The path to basecamp crosses glacial rivers. © Ahmad Abdul-Karim Photography

 The weather is worse on K2. The climbing is more difficult, with two technical sections, House’s Chimney and the Black Pyramid. Once safely past those, climbers must navigate the narrow Bottleneck couloir, forcing themselves underneath a set of massive seracs.

Porters at a K2 camp. © Ed Darack

 In 2008, part of the serac collapsed, cutting fixed ropes and avalanching onto the route, which made navigating the Bottleneck more technical for the parties who had climbed above it. In the single worst day in K2’s history, 11 climbers died. A new documentary film, The Summit (trailer below), premiered at the Sundance Film Festival in January 2013, and attempts to explain the obsession with K2, the dangers of climbing it, and the 2008 tragedy.

 Although it has a reputation to be “the Savage Mountain,” K2 is not statistically the deadliest 8,000-meter peak—Annapurna, the first of the 8000ers to be climbed, is. For every 100 climbers who summited Annapurna, 34 have died. K2, however, draws far more interest, maybe because of its reputation.

The Gilkey Memorial at K2 base camp. © Credit: Nadeem Khawar

 The major disasters, in 2008, and in 1986, when 13 climbers died over the span of several weeks, have put K2 in the news, and although expeditions return every year, the mountain and its weather are fickle. In 2009 and 2010, no one summited K2. In 2012, more than 30 climbers summited, 28 of those in a single day of great weather on July 31. This year’s teams no doubt hope for similar success.

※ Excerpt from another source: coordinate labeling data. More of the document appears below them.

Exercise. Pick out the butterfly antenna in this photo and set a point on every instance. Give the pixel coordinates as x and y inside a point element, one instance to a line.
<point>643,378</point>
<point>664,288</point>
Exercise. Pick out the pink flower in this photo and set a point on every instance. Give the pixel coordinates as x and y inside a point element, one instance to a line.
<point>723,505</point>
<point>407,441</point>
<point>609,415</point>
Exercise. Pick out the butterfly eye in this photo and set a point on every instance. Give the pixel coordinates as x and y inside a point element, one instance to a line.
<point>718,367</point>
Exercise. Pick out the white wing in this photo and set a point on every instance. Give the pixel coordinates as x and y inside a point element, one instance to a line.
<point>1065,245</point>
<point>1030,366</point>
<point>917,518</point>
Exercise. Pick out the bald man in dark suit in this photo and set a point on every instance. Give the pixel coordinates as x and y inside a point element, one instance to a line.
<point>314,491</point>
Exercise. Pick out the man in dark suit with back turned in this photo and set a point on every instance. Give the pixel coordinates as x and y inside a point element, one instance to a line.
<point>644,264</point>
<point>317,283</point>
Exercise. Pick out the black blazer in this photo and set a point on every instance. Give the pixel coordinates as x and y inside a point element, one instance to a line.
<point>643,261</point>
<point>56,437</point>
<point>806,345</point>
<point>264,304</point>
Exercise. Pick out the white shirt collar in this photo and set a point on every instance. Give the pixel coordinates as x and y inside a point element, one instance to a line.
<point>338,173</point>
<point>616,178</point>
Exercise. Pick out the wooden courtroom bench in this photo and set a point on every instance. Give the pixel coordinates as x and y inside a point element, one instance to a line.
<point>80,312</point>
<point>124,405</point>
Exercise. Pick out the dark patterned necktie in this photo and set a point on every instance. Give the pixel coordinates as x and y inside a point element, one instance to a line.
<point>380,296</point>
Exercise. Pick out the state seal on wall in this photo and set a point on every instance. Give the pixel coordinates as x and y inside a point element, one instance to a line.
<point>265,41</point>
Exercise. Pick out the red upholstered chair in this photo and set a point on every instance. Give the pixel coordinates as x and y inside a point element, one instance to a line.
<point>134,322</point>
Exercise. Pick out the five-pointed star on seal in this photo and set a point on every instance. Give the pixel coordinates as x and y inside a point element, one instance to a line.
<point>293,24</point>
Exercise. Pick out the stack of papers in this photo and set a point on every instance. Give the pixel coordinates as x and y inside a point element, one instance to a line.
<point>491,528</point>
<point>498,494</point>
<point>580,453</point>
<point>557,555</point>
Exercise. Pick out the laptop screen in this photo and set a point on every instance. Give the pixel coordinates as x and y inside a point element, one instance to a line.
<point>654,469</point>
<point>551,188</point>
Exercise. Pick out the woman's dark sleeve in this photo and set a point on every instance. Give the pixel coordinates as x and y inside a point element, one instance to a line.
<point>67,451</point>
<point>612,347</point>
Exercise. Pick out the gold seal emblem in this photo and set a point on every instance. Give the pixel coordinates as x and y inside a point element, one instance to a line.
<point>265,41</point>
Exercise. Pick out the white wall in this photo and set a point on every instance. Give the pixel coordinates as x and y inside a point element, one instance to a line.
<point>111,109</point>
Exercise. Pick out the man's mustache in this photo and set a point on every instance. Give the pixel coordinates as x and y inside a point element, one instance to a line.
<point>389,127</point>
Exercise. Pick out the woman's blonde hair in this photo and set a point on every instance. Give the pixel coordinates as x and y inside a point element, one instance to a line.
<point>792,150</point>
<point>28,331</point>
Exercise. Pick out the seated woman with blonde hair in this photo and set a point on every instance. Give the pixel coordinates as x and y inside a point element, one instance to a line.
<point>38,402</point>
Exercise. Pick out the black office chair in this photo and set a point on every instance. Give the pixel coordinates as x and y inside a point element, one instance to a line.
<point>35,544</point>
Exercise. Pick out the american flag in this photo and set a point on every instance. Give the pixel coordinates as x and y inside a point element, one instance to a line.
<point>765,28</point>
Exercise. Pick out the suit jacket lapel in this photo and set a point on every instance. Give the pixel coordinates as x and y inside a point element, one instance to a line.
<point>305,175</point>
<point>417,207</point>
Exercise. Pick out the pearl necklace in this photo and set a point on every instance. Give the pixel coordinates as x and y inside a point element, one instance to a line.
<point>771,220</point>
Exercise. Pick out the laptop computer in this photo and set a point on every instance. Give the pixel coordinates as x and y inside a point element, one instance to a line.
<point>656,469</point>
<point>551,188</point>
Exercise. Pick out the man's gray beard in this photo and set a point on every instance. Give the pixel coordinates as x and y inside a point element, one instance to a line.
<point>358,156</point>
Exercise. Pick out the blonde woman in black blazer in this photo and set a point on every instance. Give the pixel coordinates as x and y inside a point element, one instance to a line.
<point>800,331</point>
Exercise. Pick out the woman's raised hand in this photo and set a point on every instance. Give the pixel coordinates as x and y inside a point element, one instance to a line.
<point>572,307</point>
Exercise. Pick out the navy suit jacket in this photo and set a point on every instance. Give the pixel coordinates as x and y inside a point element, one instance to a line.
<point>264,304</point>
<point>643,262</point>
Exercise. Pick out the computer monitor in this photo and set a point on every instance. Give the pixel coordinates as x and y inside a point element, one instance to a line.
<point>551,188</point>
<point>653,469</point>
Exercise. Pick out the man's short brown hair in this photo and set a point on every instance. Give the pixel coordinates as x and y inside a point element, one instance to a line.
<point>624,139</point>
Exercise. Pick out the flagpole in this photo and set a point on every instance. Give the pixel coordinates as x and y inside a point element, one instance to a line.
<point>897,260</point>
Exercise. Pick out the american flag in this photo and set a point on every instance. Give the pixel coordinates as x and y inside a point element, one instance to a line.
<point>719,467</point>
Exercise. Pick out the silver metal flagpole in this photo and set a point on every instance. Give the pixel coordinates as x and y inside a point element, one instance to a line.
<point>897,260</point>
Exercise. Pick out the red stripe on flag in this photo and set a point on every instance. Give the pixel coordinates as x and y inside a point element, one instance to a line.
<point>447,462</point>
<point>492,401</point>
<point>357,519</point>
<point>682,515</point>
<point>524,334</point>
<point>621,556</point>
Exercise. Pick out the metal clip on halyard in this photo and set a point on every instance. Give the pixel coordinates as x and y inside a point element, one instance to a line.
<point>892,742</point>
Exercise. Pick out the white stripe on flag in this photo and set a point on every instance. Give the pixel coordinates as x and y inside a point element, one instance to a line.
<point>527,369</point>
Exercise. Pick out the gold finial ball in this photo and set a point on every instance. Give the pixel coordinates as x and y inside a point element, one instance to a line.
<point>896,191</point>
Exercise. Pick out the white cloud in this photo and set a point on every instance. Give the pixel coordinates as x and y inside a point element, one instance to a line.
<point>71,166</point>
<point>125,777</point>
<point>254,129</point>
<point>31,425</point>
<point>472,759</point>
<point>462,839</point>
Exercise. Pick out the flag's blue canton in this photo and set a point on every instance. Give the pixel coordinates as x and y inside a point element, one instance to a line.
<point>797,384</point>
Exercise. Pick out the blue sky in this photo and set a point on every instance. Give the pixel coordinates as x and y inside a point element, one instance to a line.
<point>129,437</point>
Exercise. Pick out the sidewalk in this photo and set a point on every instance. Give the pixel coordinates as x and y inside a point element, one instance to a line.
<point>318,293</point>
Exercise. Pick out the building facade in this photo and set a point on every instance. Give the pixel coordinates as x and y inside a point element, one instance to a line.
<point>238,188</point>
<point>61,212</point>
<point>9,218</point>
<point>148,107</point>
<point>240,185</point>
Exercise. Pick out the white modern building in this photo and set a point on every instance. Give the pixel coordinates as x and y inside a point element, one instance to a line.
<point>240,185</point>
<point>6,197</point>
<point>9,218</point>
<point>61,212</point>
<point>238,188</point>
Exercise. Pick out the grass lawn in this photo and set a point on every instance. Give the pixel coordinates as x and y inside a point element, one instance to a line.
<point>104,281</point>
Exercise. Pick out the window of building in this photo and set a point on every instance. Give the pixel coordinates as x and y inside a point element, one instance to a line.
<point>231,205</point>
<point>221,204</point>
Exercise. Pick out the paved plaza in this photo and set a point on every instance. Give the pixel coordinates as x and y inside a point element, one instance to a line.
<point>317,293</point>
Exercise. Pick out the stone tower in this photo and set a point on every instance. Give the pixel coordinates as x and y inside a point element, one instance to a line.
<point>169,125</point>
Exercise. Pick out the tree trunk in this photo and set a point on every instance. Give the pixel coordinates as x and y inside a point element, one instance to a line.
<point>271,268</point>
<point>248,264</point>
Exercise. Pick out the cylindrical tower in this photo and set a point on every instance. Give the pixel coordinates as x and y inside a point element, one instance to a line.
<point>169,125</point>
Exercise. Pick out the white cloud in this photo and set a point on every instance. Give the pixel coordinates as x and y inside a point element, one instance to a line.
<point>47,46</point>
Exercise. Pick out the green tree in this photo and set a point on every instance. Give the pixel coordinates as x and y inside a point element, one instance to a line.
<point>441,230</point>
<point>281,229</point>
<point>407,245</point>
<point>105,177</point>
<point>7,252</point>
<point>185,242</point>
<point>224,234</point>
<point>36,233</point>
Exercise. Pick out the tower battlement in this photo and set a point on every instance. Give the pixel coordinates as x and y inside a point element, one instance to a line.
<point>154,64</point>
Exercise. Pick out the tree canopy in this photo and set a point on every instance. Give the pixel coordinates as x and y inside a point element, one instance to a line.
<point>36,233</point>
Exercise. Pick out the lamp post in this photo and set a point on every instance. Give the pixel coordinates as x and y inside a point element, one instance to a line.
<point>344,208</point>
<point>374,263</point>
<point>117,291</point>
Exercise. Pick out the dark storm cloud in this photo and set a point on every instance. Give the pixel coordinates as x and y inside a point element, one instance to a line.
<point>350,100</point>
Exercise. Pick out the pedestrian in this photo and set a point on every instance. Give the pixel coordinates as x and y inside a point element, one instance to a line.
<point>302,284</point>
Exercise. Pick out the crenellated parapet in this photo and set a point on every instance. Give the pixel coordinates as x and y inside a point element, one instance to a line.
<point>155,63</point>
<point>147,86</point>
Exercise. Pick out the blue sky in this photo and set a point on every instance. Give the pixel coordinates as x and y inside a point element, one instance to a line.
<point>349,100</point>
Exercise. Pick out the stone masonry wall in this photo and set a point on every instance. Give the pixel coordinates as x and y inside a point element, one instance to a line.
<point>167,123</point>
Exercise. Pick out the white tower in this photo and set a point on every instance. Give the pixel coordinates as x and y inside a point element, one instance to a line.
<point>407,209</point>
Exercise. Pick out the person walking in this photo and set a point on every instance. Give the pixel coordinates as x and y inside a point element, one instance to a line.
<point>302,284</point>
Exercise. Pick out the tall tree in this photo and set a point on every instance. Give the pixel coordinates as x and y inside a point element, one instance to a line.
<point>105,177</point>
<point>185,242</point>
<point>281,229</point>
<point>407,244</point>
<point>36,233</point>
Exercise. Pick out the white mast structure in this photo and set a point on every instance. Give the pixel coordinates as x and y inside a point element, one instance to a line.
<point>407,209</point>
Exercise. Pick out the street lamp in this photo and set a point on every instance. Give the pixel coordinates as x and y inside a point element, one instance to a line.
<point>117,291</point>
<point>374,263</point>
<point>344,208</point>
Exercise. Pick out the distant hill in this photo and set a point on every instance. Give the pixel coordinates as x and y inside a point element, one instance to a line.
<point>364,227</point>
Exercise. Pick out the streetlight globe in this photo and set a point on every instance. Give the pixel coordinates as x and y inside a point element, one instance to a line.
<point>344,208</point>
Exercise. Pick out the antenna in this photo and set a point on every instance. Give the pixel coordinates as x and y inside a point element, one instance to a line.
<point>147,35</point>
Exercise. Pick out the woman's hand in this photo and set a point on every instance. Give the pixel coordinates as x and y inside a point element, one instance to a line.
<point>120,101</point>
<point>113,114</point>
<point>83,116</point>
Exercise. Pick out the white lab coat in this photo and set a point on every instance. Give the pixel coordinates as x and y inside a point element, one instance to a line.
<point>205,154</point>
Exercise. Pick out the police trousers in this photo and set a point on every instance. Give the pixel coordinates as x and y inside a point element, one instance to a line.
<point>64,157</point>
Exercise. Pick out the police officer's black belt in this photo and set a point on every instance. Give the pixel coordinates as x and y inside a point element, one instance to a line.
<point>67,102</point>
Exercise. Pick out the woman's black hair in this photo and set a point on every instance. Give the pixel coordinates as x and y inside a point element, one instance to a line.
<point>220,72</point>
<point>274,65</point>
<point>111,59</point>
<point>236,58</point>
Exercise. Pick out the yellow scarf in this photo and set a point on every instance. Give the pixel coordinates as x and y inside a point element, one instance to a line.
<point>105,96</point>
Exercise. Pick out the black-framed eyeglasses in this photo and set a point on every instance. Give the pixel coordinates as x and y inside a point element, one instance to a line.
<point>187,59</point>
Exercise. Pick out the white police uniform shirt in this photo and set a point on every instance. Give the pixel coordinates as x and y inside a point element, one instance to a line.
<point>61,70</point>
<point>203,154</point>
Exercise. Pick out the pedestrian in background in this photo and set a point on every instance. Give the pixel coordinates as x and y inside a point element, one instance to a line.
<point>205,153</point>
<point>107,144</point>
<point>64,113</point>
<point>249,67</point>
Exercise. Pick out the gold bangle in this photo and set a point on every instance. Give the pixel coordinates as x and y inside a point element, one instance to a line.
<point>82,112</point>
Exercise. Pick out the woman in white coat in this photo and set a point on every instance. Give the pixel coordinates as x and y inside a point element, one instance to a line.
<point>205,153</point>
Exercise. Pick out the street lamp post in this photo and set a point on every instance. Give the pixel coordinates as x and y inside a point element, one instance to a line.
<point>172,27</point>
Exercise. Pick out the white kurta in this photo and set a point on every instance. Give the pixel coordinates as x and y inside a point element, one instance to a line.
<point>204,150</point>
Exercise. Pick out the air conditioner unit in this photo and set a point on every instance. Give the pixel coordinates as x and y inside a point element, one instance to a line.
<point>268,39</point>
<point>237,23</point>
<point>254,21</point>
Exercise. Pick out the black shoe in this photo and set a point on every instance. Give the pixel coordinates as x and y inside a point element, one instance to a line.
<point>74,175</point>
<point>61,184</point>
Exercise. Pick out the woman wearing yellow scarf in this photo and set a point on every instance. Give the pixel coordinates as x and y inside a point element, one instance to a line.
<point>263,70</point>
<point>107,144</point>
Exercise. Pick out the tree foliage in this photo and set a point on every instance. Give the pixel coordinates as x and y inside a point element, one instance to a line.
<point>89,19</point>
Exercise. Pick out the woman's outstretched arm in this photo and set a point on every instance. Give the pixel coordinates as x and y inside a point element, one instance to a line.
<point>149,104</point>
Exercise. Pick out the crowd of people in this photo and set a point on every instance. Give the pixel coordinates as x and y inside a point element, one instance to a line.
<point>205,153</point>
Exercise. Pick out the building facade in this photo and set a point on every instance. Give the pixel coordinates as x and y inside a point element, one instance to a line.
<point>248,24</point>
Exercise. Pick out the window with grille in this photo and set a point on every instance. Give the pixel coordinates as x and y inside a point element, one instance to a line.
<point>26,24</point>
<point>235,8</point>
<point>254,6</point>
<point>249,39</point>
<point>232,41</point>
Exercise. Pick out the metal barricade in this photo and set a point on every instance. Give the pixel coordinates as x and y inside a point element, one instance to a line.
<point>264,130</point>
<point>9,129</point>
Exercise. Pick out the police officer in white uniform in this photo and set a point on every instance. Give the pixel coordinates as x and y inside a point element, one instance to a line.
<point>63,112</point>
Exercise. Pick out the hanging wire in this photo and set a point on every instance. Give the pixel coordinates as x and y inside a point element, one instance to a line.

According to Raheel Adnan's Altitude Pakistan blog and the Japanese team's blog, 21 climbers from various expeditions planned to leave K2 Base Camp on July 24, hoping to take advantage of an expected good weather window beginning on July 27.

 Climbers left at 6 a.m. local time. Four teams—a Japanese team, an Argentinian team, and two international teams with members from New Zealand, Australia, Nepal, Greece, the UK, and Canada—are on the mountain. All climbers will be on the standard Abruzzi Spur route.

Spanish climber Alex Txikon, who planned to climb the Cesen route without oxygen with Mexican Benjamin Salazar and Spaniard Felix Criado, has apparently turned back at Camp 2 because of too much snow high on the route.

A Swiss team (Mike Horn, Fred Roux, and Kobi Reichen) also planned to climb the Cesen Route, but Mike Horn posted on his blog on July 20 that he and Fred Roux left for Broad Peak to attempt to rescue the three Iranian climbers who were lost around 8,000 meters and died.

PRESS TIME UPDATE: Friday morning's reports indicate that all teams have turned back due to the massive amounts of snow and high level of avalanche danger – the summit of K2 may remain untouched in 2013.